Spotlight on Your Portfolio: What We're NOT Buying…Yet(A)
Investors with Trillium managed portfolios know that an important part of our investment discipline is diversification across economic sectors. We are often asked if, due to social screens, we have trouble finding investment opportunities in certain sectors and the answer is almost always no (with some client-directed exceptions). Our policy is to under- or over-weight sectors relative to the market as an intentional reflection of our financial outlook for that segment of the economy.
There are stocks we avoid as social investors: tobacco (classified under consumer staples), weapons manufacturers (typically industrials), and nuclear power (primarily utilities), as examples. We apply our expertise in analyzing the influence of these specific holdings on their sectors and make explicit adjustments to create prudently diversified portfolios.
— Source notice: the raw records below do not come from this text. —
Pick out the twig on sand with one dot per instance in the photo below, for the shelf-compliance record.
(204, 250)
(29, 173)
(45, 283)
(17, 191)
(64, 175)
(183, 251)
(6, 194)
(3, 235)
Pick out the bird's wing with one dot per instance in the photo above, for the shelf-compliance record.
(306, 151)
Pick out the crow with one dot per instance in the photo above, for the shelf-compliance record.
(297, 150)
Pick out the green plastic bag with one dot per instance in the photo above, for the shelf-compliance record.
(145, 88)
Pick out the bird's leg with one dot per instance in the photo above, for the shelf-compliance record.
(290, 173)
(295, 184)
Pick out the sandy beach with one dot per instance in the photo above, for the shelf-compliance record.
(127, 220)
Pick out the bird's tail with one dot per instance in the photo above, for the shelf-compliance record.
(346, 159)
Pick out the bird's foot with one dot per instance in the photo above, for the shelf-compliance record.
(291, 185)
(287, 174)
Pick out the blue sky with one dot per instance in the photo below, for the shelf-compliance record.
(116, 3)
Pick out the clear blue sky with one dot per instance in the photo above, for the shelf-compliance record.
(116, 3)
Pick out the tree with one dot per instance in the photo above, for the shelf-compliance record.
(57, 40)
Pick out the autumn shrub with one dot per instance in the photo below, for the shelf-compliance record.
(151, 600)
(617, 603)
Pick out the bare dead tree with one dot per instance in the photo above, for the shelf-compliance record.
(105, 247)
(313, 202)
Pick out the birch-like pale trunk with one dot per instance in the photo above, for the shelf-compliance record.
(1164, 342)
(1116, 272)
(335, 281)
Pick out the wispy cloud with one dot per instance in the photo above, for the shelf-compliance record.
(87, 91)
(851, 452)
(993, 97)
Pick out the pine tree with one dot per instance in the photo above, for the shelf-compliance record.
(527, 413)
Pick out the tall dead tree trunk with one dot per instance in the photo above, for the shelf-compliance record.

You’ll find Procter & Gamble, Group Danone and Whole Foods Market in consumer staples, but not Altria; industrials like 3M and W.W. Grainger rather than Lockheed Martin, and a nuclear power-free utility sector with natural gas-focused Keyspan and hydropower-based Puget Energy.
Two stocks with prominent positions in their respective market sectors, which you won’t see us buying in Trillium portfolios, are diversified industrial General Electric and consumer staples giant Wal-Mart. Both companies historically have not met our social criteria. But recently, there have been exciting and potentially groundbreaking announcements at both companies. So we’ve been re-evaluating – do GE and Wal-Mart have a place in Trillium portfolios?
In May, GE announced the launch of its Ecomagination initiative to aggressively address the need for cleaner and more efficient energy, reduced emissions, and new sources of water. GE’s commitments include doubling its research budget for cleaner technologies, introducing new wind, solar, water purification, and energy efficiency products, and reducing its own greenhouse gas emissions. These developments present an opportunity for true environmental leadership from one of the world’s largest companies.
Other aspects of GE remain of concern: GE’s legacy of PCBs in the Hudson River followed by decades of unsatisfactory negotiations around clean-up, its development of nuclear power plants, its position as the 14th largest U.S. military contractor with both conventional and nuclear weapons-related contracts, its recent equipment sales to Iran through European and Canadian subsidiaries, and the conflicts of interest inherent in GE’s ownership of broadcast network NBC. As much as we applaud Ecomagination, we are not ready to add GE to Trillium portfolios.
In October, Wal-Mart announced a set of social and environmental commitments with perhaps even greater transformative potential than GE’s Ecomagination. Wal-Mart’s ambitious commitments address climate change, product and store sustainability, product sourcing, workplace diversity, benefits and wages, and are, in rhetoric at least, a turnabout from Wal-Mart’s formerly defensive stance. For Wal-Mart, the key will be implementation. Will Wal-Mart bring true change to those core issues that have been of such concern. The jury is still out about whether Wal-Mart will become an acceptable investment for us. In the meantime, we continue to own other attractive retail and consumer stocks.
From an investment perspective, we are satisfied with the opportunities to diversify around big stocks like GE and Wal-Mart – there are plenty of alternative attractive investment candidates in their sectors. But from a social perspective, we would very much like to add GE and Wal-Mart to our universe of buyable securities. The recent announcements are good steps in moving both companies in that direction. So keep watching… we may see GE and Wal-Mart as socially responsible stocks yet.